= Door Knock Dinners =

Door Knock Dinners is a program that aired on Food Network in the late 1990s. The program featured Gordon Elliott taking a guest chef (or himself) into the home of a busy person/household and cooking the family a dinner using only the items they had in their home.

The Door Knock Dinners guest chef list includes the following:
- Paula Deen – her appearance on the show led to her debuting her own show, Paula's Home Cooking, in November 2002.
- Tyler Florence
- Rokusaburo Michiba and Masaharu Morimoto – appeared on the show and prepared dinner for a family in Rye, New York ahead of Morimoto's first Iron Chef battle against Bobby Flay in New York City, which Elliott was the English-speaking MC for.
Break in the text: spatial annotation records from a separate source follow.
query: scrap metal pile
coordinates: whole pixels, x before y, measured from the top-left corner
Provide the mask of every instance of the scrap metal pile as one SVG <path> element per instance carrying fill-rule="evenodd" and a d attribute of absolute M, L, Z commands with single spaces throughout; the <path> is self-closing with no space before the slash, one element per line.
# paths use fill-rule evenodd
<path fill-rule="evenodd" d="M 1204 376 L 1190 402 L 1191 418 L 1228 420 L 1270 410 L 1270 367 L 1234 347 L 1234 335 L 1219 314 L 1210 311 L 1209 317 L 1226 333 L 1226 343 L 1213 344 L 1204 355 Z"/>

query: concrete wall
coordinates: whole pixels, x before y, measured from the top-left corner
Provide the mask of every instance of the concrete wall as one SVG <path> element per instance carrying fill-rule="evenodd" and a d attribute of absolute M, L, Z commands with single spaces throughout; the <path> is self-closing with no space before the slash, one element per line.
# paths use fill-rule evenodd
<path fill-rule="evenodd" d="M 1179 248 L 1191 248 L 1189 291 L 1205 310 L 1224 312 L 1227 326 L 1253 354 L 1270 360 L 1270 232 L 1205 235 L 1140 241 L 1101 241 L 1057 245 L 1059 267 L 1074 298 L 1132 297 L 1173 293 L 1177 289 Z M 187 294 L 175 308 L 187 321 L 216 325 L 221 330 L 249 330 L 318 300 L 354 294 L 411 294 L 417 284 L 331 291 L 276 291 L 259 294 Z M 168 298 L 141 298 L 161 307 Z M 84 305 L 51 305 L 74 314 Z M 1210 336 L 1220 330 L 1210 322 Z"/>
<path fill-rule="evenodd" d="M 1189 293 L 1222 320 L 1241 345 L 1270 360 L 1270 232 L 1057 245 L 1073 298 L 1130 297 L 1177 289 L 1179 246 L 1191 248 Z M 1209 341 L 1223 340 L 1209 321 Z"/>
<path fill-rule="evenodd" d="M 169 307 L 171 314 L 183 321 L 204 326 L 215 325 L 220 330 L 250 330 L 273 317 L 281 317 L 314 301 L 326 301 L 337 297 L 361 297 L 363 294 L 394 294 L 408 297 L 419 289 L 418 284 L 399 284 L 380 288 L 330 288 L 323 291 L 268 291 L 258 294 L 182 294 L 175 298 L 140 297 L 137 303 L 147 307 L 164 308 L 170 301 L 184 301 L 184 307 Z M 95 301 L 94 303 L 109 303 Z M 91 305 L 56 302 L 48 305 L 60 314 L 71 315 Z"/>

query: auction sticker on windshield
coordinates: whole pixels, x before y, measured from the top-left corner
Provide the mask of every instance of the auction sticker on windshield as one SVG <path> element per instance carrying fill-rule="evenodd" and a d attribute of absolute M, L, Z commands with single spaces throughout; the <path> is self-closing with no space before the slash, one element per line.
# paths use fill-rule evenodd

The show adapted many Iron Chef mechanics in honor of them, including graphics and announcers as if the challenge were a Kitchen Stadium battle, and footage from the show was used in the Iron Chef New York Special, including the original Japanese version that aired on Fuji TV.

==Reception==
In a negative review, Michael Farkash of The Hollywood Reporter called the show "a disappointing, disjointed presentation", writing, "Better jokes or even more sarcastic gibes are needed to spice up the show." Rolling Stone reviewer Chris Napolitano thought the show was "the best dinner theater on the tube". The Associated Press's Lynn Elber found Elliott's performance to be "refreshingly quirky" and praised the program's "homespun sweetness".